Cochabamba (Bolivia), 15 aprile 2014 – Legati a un albero ricoperto di formiche velenose. È questa la tortura riservata a due presunti ladri di motociclette dagli abitanti di un villaggio nella foresta amazzonica boliviana. Liberati dopo tre giorni di prigionia e dopo che i familiari hanno pagato un risarcimento per motociclette, sono stati ricoverati in ospedale in gravi condizioni.

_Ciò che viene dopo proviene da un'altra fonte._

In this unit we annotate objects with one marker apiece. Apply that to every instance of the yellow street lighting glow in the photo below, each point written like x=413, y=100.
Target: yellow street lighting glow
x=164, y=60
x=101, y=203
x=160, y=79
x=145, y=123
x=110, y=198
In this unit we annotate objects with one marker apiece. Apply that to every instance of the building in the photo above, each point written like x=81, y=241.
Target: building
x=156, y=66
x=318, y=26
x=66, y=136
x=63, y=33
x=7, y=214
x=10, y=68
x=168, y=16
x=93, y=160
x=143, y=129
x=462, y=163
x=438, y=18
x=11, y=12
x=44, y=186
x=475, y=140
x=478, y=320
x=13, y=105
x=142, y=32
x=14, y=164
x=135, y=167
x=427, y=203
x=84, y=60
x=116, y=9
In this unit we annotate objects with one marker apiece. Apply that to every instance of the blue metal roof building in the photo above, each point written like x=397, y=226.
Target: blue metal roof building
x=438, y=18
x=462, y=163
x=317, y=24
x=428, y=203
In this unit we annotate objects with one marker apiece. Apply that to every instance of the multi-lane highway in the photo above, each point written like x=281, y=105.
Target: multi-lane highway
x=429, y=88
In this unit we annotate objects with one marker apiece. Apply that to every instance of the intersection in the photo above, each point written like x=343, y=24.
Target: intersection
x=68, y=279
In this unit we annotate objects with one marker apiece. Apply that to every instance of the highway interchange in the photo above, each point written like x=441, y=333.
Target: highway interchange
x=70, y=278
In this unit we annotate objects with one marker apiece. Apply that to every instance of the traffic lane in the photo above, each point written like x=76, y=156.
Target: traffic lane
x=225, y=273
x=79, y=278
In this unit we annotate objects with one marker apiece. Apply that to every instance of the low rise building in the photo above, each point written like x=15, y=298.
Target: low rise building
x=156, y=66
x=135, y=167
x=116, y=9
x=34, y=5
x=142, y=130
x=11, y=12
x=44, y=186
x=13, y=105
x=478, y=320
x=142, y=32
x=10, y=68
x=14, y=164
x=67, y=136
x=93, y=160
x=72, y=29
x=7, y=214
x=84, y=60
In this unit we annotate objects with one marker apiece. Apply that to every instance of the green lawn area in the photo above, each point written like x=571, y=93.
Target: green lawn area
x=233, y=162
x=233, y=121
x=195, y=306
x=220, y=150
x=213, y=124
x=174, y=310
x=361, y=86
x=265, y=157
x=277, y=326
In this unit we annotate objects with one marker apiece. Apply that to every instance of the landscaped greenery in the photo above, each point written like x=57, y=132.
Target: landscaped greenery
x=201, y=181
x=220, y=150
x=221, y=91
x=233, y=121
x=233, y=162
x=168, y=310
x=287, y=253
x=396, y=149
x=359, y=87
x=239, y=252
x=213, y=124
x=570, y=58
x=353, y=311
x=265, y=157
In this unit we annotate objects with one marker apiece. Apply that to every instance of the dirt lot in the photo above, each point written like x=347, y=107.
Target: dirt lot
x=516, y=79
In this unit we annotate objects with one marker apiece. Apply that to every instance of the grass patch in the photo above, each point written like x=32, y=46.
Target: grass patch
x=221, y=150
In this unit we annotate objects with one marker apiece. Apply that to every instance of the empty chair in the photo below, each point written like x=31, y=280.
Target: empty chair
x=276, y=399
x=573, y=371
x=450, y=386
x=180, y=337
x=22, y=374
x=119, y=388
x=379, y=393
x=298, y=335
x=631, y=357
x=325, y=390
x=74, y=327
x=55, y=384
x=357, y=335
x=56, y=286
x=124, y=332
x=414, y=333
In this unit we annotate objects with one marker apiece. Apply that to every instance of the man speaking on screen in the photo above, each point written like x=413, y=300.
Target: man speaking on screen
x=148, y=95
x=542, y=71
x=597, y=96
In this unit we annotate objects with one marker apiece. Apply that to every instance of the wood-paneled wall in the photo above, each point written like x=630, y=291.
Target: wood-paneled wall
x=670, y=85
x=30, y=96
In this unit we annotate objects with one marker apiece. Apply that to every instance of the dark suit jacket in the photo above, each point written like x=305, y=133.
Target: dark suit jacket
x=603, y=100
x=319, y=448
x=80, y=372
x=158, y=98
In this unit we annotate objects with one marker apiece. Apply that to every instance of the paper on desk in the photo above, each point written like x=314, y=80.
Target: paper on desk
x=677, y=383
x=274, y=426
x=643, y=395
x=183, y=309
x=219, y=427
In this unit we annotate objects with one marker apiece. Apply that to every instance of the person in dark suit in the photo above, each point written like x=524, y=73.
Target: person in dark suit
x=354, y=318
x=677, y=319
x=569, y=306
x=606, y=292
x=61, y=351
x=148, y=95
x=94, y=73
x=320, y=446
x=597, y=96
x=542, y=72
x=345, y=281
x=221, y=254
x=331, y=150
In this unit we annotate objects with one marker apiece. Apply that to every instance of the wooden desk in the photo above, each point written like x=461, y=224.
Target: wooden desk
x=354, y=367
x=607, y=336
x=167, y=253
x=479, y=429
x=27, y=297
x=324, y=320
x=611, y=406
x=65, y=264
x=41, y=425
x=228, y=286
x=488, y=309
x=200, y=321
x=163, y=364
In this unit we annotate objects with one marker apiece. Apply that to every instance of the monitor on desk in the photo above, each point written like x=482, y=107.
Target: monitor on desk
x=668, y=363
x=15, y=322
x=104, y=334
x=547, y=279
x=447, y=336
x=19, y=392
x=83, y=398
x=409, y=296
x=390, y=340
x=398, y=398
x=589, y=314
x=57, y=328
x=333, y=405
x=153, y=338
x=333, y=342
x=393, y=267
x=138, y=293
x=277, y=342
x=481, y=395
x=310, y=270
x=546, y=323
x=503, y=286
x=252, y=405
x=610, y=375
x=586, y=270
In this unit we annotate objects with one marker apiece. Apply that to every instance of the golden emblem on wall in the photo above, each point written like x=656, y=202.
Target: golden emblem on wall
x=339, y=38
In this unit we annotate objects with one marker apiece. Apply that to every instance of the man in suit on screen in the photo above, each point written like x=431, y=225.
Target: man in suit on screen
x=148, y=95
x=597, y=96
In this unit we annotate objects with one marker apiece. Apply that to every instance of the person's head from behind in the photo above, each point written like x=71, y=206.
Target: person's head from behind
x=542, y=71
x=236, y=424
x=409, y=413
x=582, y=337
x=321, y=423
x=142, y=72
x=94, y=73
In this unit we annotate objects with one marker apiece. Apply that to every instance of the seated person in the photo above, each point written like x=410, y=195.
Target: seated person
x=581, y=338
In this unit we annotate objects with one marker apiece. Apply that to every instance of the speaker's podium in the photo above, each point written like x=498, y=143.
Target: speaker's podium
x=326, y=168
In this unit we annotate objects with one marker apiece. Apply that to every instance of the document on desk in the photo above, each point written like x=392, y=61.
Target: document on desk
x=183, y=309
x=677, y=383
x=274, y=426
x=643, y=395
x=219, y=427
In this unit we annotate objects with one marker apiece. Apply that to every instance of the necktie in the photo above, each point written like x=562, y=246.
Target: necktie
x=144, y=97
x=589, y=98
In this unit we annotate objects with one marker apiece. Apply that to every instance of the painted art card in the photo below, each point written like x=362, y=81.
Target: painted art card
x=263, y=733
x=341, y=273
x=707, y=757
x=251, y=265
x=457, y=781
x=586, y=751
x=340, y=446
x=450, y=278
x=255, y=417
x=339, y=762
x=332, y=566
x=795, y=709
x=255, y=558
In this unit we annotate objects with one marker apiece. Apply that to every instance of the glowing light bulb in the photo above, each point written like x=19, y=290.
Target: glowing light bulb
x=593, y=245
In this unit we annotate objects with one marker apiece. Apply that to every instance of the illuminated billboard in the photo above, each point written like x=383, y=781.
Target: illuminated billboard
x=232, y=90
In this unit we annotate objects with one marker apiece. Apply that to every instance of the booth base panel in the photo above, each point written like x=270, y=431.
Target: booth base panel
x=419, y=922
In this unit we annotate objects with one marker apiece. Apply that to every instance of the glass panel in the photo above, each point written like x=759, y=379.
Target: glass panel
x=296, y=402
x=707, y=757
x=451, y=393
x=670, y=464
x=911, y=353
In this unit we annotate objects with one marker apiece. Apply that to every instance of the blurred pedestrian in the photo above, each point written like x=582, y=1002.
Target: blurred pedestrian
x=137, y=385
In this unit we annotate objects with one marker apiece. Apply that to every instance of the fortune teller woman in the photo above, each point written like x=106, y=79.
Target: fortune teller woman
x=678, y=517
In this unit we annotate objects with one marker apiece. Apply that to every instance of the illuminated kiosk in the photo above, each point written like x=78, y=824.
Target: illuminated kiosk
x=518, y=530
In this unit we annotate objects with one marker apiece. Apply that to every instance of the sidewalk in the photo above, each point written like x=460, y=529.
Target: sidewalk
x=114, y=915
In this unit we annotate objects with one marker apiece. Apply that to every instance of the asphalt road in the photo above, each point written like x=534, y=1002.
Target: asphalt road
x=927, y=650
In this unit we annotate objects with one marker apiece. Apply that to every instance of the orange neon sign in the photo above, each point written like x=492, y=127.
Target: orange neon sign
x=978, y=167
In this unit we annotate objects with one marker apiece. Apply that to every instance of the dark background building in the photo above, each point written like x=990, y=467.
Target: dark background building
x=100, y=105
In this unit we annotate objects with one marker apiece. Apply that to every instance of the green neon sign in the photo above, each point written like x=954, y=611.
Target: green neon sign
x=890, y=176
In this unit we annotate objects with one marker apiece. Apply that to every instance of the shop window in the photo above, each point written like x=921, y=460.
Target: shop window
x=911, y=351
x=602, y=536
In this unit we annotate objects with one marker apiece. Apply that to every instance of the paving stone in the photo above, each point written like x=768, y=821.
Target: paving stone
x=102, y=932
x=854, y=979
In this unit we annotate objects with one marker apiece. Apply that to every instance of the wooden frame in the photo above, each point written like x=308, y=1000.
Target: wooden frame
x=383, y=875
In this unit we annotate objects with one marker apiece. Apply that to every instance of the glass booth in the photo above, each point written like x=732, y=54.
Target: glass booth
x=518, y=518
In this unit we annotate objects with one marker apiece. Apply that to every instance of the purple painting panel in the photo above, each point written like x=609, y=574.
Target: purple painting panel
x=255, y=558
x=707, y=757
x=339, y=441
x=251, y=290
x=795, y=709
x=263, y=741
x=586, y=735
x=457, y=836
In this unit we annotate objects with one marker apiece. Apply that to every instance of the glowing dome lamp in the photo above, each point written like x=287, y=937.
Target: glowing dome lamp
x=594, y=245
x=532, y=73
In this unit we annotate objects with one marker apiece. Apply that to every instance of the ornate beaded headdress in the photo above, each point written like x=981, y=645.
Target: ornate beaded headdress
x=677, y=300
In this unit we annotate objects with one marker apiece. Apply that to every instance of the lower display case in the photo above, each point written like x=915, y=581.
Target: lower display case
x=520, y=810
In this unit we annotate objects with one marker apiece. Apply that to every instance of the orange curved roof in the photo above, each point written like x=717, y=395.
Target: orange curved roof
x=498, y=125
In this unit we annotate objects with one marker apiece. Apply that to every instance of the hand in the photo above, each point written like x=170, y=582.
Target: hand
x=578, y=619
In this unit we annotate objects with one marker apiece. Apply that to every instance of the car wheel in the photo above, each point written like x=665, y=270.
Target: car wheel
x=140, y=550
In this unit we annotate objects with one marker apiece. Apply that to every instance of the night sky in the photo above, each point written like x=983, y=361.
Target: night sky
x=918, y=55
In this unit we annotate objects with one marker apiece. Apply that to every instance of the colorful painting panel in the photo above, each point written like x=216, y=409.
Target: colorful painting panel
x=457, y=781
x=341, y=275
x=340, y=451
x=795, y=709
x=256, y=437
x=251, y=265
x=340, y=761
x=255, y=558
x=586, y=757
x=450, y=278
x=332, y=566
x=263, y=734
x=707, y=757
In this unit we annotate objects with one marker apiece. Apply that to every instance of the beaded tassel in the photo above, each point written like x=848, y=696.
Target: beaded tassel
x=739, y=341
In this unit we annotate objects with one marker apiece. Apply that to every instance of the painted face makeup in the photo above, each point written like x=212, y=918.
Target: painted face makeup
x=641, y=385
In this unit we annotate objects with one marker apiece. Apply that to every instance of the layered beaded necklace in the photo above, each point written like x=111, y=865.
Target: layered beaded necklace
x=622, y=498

Legati a un albero brulicante di insetti
I due uomini, rispettivamente di 18 e di 19 anni, sono stati catturati dagli abitanti di un villaggio nella provincia di Ayopaya. Accusati di furto, sono stati legati a un albero brulicante di formiche della specie “pseudomyrmex triplarinus”. Questi insetti producono un veleno che ha proprietà anti-infiammatorie e che viene usato in alcune cure tradizionali dell’artrite, ma che in grandi quantità può essere pericoloso.

Ricoverati in ospedale
La sorella di uno dei due presunti ladri ha raccontato a una radio locale che la liberazione è avvenuta dopo il pagamento di 3700 dollari in risarcimento per le motociclette. Altrimenti, ha aggiunto sarebbero stati uccisi. Le loro condizioni sono comunque serie: il dottor Roberto Paz dell’ospedale di Cochabamba ha riferito che uno dei giovani è ricoverato in terapia intensiva, mentre l’altro ha avuto bisogno di dialisi per insufficienza renale.